Lindeman Lake
An overnight hike-in trip through Chilliwack's inviting backcountry
The 40km route through the forested corridor of Chilliwack Lake Road offers a range of outdoor adventure opportunities with the formation of the several hikeable alpine peaks and riverside campgrounds ending at the serene and deep basined Chilliwack Lake. While the area is commonly known for the varying provincial campgrounds occupied by Fraser Valley locals and tourists during the season, the inviting access to the area's backcountry offers up a more challenging experience for those looking to get away from summer campground crowds.

I grew up in the Lower Mainland, spending much of my summers at Chilliwack lake and the neighbouring Cultus Lake. Many times I'd lace my boots and head up to the base of the Lindeman Lake trail with friends and family, a place that offers up sharp mountainous views reflecting off of the emerald green lake.
For a prepaid cost of $5 a night, you can camp in the vast backcountry range that unfolds around Chilliwack Lake, including the growing number of wooden tent pads I had always seen occupied around Lindeman.

While hike-in camping was not a strange concept to me, the thought of packing the necessary backpack weight up the 300-metre climb over the short 1.7km trail put me off. That was until one smokey Sunday afternoon in August I found myself hauling my camping pack out of the backseat of my car in the dusty lot beneath the lake.
I could feel my feet sinking deeper into the souls of my hiking boots as my decade-old camping gear added to my pack's base-weight, but regardless of the impracticality of the contents on this type of trek, I felt determined to reach the lake before the sun crested the tip of Williams Peak to the West.
After shedding a few layers to bask in the coolness of the forest growth and higher elevation, the worn-down trail levelled out under my boots, and I could just make out the lake in the trees beyond.

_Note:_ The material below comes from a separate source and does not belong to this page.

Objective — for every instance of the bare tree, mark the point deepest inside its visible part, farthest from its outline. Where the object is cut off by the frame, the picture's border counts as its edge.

Given the uncommon day to begin an overnight trip, the often crowded lake was desolate, empty except for one adjacent tent from my future set up and hikers passing through on their way back from Flora Peak.

As the sun began to sink through the hazy skies caused by the nearby Mout Hicks fire, the only movement left in the valley was the trout jumping from the lake to snatch lingering mosquitoes, a sound I fell asleep to some time after.